Climate & Environment
- Atmospheric carbon dioxide concentration was approximately 305 parts per million, as later determined by ice core analysis.
- The Great Miami Hurricane struck southern Florida on September 18, killing over 370 people and devastating Miami and surrounding communities.
- Severe flooding struck the Mississippi River basin during the spring, presaging the catastrophic Great Mississippi Flood of the following year.
- Deforestation in tropical regions continued at an accelerating pace as colonial powers expanded plantation agriculture for rubber, palm oil, and timber.
- The U.S. National Park Service expanded its holdings, with Shenandoah National Park authorized by Congress though not yet formally established.
- Soil erosion across the American Great Plains worsened as continued plowing of native grasslands left topsoil vulnerable to wind and drought.
- Coal-powered industrialization continued to worsen air quality in major cities across Europe and North America, contributing to respiratory illness.
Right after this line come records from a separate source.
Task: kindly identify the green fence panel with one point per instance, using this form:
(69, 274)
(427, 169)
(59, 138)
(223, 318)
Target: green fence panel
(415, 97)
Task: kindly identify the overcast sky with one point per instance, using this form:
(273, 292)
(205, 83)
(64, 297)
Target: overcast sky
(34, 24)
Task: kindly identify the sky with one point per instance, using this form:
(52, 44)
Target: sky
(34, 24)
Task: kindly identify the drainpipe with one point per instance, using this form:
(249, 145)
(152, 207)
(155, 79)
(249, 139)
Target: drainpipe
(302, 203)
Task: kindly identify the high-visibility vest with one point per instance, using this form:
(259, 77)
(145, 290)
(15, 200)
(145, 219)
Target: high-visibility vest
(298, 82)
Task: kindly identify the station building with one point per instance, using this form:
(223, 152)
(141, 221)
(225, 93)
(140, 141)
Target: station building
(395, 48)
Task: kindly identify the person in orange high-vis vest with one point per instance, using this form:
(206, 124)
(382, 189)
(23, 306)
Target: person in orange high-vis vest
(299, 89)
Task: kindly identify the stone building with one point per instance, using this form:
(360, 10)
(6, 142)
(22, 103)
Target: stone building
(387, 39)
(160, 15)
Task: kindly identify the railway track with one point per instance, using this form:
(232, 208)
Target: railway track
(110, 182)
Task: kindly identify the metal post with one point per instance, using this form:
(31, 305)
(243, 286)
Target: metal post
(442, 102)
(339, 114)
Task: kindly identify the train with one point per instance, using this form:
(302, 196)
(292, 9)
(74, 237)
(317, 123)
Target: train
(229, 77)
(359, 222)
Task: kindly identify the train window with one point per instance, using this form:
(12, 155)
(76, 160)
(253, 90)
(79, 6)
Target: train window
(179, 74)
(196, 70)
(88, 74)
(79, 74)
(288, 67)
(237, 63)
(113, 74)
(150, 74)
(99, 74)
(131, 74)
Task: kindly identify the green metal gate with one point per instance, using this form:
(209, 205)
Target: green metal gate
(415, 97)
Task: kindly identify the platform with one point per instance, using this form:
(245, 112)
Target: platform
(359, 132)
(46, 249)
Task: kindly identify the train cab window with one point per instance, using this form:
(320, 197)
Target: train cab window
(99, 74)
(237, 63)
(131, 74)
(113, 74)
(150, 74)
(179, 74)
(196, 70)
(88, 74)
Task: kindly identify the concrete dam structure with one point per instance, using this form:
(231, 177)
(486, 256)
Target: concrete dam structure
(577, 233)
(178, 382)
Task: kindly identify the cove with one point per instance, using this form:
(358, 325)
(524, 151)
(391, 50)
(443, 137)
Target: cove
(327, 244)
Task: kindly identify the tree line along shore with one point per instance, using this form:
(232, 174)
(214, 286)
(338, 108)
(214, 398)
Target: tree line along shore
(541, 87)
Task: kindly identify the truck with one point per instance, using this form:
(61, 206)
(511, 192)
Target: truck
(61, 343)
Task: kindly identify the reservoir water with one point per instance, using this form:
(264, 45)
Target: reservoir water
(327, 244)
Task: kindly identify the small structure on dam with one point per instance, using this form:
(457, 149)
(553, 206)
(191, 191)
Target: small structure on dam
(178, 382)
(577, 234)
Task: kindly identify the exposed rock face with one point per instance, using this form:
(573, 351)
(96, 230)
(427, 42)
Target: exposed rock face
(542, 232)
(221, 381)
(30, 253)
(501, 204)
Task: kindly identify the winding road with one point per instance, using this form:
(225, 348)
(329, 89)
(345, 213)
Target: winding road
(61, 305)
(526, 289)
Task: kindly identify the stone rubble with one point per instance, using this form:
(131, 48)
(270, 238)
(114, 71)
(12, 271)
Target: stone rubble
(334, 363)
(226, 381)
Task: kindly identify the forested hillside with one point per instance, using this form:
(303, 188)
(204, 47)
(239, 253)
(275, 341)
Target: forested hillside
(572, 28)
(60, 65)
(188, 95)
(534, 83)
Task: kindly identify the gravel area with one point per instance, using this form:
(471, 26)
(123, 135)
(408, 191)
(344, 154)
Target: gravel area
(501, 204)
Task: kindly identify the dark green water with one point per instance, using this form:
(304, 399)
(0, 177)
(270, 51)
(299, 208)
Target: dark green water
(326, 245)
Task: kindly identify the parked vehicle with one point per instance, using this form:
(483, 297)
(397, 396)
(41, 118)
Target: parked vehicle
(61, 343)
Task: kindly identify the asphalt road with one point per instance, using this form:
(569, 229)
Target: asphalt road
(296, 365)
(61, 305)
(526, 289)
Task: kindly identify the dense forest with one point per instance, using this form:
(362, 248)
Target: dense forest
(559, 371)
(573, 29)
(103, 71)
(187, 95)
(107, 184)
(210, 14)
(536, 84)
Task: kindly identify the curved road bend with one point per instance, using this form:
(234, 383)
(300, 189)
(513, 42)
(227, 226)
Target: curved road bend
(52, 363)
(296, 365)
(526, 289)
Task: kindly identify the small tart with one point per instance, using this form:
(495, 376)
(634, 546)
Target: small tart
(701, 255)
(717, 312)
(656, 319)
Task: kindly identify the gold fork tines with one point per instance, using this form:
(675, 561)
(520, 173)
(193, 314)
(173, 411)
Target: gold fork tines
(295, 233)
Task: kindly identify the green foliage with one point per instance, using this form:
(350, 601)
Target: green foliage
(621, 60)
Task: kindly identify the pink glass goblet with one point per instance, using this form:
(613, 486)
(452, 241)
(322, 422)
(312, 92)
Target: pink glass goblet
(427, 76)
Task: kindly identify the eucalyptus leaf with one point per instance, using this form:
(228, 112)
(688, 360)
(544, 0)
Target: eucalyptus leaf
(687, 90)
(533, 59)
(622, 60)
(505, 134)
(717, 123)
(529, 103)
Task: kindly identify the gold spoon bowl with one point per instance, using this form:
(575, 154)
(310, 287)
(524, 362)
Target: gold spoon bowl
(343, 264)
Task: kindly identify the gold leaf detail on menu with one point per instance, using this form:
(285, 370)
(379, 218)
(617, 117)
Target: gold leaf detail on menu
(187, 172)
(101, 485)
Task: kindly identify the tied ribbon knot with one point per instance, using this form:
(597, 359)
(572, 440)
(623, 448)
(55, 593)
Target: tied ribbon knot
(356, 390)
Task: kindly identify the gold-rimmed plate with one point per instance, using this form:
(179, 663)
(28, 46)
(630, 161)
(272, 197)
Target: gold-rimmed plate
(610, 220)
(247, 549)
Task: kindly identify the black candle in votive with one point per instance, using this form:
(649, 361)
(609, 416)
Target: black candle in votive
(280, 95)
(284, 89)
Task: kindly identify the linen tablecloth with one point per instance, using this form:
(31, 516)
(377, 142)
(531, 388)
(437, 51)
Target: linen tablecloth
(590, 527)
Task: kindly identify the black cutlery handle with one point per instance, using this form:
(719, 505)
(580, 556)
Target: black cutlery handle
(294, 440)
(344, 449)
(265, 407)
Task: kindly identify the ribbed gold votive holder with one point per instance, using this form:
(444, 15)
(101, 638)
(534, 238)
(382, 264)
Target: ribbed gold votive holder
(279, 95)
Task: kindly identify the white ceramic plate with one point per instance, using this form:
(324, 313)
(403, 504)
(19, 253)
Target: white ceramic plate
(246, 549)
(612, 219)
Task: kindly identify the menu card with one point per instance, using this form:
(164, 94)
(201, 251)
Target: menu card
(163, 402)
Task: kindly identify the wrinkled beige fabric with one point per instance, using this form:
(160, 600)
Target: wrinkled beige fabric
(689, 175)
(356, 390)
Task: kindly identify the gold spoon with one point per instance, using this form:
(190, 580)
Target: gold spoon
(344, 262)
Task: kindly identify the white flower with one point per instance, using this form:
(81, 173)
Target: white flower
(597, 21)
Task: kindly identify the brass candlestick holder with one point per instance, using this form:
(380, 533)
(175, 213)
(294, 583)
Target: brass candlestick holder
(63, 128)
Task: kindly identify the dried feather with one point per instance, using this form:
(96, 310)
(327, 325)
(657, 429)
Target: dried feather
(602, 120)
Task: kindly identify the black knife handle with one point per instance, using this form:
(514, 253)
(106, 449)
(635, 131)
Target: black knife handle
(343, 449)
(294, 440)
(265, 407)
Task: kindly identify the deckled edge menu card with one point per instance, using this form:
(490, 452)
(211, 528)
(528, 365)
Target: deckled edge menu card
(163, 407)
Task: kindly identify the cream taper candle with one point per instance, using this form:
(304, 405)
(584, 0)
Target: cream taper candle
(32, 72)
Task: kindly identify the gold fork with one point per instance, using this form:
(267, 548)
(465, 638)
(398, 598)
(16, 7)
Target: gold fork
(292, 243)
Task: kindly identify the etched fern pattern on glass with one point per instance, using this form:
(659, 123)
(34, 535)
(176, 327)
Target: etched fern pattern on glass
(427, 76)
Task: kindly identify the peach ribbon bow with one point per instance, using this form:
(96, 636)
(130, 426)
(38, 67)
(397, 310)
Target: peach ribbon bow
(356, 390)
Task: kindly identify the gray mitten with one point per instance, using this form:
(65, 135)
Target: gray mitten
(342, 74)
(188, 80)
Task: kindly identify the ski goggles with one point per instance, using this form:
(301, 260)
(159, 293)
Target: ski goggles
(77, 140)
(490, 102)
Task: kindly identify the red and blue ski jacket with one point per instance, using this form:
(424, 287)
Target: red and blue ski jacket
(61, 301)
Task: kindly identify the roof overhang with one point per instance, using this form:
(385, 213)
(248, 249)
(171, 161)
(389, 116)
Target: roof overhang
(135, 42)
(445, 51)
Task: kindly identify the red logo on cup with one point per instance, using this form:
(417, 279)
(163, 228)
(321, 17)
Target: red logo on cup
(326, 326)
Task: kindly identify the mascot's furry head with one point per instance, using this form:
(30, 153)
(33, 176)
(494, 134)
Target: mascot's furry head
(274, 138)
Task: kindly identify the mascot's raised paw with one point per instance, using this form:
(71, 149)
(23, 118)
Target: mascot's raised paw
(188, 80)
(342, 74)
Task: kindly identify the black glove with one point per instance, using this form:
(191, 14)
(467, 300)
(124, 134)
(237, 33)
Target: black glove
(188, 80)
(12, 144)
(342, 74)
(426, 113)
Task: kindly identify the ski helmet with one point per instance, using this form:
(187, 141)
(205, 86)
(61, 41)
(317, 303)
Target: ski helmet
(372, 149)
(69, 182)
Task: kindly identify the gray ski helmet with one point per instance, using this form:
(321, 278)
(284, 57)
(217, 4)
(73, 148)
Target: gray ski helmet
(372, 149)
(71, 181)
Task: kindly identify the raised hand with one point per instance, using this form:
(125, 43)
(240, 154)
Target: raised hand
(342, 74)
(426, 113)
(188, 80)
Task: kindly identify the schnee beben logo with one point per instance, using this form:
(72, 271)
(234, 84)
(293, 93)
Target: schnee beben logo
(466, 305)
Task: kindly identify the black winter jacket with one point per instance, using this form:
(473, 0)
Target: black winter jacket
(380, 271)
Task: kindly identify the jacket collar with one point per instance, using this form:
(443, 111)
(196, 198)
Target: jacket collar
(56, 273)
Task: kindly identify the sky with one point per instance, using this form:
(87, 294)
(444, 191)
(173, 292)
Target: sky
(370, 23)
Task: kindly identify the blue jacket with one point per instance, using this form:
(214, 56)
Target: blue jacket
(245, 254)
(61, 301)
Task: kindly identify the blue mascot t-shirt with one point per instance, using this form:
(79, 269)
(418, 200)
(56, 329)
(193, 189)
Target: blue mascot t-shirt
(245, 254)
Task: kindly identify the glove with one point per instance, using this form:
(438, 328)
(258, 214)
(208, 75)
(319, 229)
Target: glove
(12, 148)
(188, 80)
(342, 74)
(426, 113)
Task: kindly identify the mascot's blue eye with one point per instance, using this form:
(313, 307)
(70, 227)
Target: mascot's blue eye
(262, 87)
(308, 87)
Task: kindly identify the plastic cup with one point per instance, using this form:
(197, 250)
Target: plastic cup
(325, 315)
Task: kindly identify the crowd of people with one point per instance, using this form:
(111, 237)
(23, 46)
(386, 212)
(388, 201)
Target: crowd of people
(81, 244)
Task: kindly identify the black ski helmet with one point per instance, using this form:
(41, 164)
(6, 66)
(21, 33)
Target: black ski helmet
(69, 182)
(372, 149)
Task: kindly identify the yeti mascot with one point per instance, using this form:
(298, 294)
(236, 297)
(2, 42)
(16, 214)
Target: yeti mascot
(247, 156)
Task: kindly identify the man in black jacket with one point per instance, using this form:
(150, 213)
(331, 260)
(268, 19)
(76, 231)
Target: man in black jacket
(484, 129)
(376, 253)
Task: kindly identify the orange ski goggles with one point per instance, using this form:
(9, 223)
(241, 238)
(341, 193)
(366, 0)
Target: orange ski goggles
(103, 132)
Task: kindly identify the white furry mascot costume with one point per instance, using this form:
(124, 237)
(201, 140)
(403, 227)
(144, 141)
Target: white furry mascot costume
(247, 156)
- Glaciers in Scandinavia and the Alps showed continued retreat as scientists tracked the gradual warming trend that had begun in the late nineteenth century.
- An earthquake measuring approximately 6.2 on the Richter scale struck the island of Rhodes in the Dodecanese on June 26, causing widespread damage.
- Overfishing in the North Atlantic began to concern marine biologists, who warned of declining stocks of cod and herring.
Culture & Society
- Ernest Hemingway published The Sun Also Rises, capturing the disillusionment of the Lost Generation in post-war Europe.
- A.A. Milne published Winnie-the-Pooh in October, introducing the beloved bear and his friends in the Hundred Acre Wood to readers worldwide.
- Gertrude Ederle became the first woman to swim the English Channel on August 6, completing the crossing in 14 hours and 31 minutes.
- The Harlem Renaissance continued to flourish, with Langston Hughes publishing his first poetry collection, The Weary Blues.
- Harry Houdini, the legendary escape artist and magician, died on October 31 in Detroit from peritonitis caused by a ruptured appendix.
- Fritz Lang's Metropolis began production in Germany, becoming one of the most ambitious and expensive films of the silent era.
- Antoni Gaudí, the visionary Catalan architect of the Sagrada Família, was struck by a tram in Barcelona and died on June 10.
- The Bauhaus school in Dessau moved into its iconic new building designed by Walter Gropius, a landmark of modernist architecture.
- Martha Graham made her independent debut as a dancer and choreographer in New York, pioneering modern dance as an art form.
- The world population was approximately 1.97 billion.